Post mortem results show that Motlhabane had three wounds and died from a vein rupture. “If it was indeed self-defence, he would have not stabbed the deceased three times in different places. It is without a doubt that the accused had come to the house with the intention to commit an offence but faced with resistence from his victim, he decided to stab her,” said the judge.
He however dismissed the robbery charge.

It remains a mystery how Masilo gained entry into the property, which had a high wall and alarm system. Curious members of the public, relatives and friends of Tshepang as well as relatives of Masilo flocked Court Room 5 of Lobatse High Court for the ruling. The courtroom was so packed that some people sat at the back on the floor.

Masilo, who has lost a lot of weight, seemed to suffer a ‘leaky bladder’ as he went to the bathroom several times, escorted by prison officers. At one point during the long ruling, Masilo stopped proceedings, and through his lawyer Ngakayagae, complained that there were certain people in the courtroom taking pictures of him.

These people were seen by him only. The ruling that was read over nearly two hours painted a sad ending for the little girl who sustained wounds above the eye, on the chest and died a day after the attack. Tshepang is said to have at one point said to a nurse and relative: A lo boleletse mama gore ke a swa (Did you tell my mother that I am dying). Information provided by medical personnel indicates that she had lost a lot of blood.

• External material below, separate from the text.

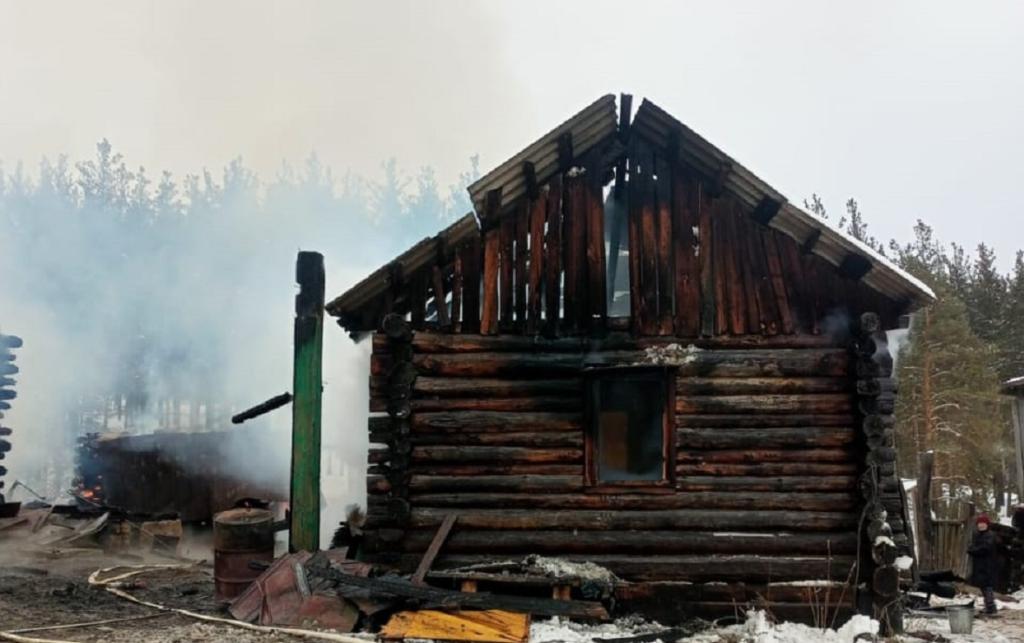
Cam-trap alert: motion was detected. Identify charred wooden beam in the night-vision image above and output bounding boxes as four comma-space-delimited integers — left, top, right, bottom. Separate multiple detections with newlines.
751, 197, 782, 225
839, 253, 872, 282
231, 392, 292, 424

Tafa read statements by 13 witnesses including Security System officers, police officers, a forensic expert, nurse, doctor, a relative and a photojournalist. All corroborated that the girl had been attacked and had locked herself in her bedroom from her assailant, who was much later found in hiding in the house. Masilo had claimed that he and the deceased were dating and he had loaned her P100 and his Nokia phone. However, when he visited her and asked that she return the money, a fight ensued and she held him by the testicles.

This, he claimed, led to him taking a kitchen knife and stabbing her in self-defence because she did not want to let go of him. Tafa said that this version of events was questionable and noted that only the accused and deceased were in the house at the said time and it would be difficult to determine exactly what had happened. He however said that there was no doubt that Masilo had killed Motlhabane.

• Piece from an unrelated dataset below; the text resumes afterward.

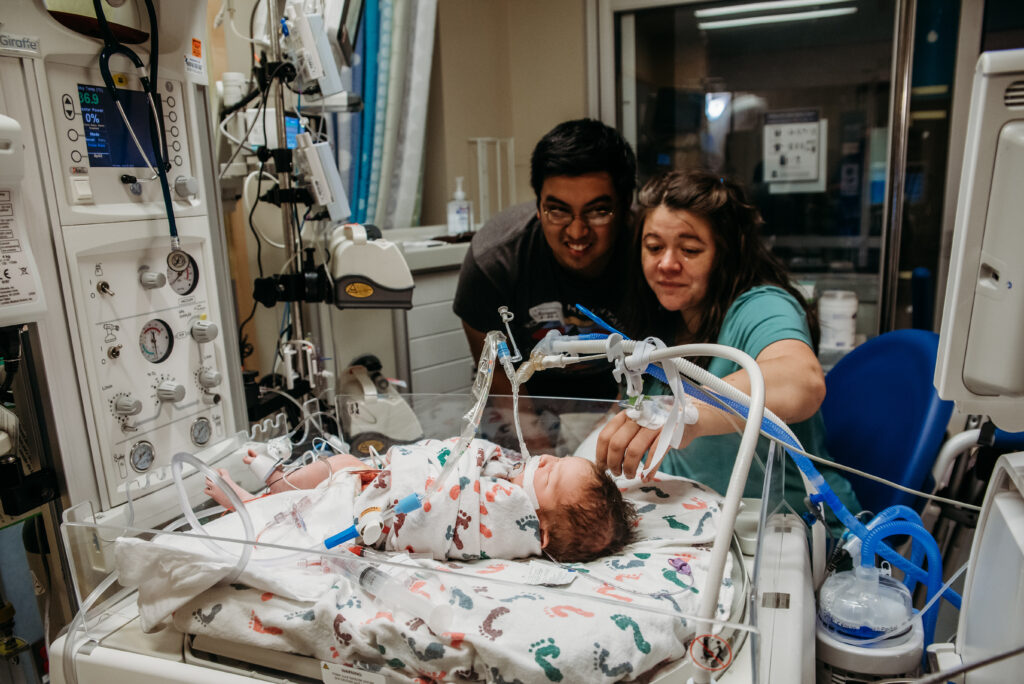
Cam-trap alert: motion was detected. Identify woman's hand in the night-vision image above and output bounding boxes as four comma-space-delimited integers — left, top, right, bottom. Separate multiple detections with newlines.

He also noted that Masilo’s actions showed guilt as he had hidden in the ceiling of the house when he heard Security Systems personnel breaking into the house, and had also claimed to have drunk poison. He said if it was not his intention to kill Tshepang; he would have cooperated with the security officers and asked them to help Tshepang promptly.

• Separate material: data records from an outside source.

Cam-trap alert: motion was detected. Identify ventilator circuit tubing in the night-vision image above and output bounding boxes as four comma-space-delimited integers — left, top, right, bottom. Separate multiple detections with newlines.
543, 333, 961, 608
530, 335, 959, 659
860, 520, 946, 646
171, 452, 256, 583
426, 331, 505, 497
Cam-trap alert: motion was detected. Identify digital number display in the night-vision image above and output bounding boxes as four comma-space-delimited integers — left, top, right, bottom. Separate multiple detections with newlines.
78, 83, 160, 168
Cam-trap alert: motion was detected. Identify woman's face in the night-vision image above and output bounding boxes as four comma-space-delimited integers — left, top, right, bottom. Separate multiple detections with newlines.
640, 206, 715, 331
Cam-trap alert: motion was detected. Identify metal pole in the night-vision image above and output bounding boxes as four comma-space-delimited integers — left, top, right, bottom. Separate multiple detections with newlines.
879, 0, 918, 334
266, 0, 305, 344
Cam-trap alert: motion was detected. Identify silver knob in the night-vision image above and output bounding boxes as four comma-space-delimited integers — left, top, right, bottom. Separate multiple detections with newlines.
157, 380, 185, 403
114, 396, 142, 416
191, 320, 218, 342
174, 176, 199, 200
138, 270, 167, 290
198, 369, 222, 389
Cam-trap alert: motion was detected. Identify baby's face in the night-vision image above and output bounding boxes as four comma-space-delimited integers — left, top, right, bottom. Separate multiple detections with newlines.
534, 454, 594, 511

Following the ruling, Masilo’s lawyer Ngakayagae asked for a date to be set for submissions on extenuation, saying that they would present three witnesses. The date was set to 7 February 2019 at the Gaborone High Court.

Masilo, who is already serving 15 years for robbery and rape, appears to come from a decent home. Many of his relatives were in court to offer moral support. His mother, who appeared agitated, has been by his side from day one. Considering that the family is paying one of the best lawyers in the country, it is safe to say that money is not a problem.

Although Masilo has already been found guilty, the fight appears to be for a more lenient sentence as he faces the hangman’s noose. Outside court, different camps spoke in hushed tones discussing the ruling. The mother of the late Tshepng looked sombre and frail. It is clear that the pain has not left her.

Shying away from flashing cameras and curious glances, she briefly said she was pleased Masilo had been found guilty but refused to comment further. An unidentified family representative chipped in that they were happy with the ruling. Quizzed on how they felt about Masilo she said: “We have forgiven him because we are Christians. But we are glad that justice will be served.”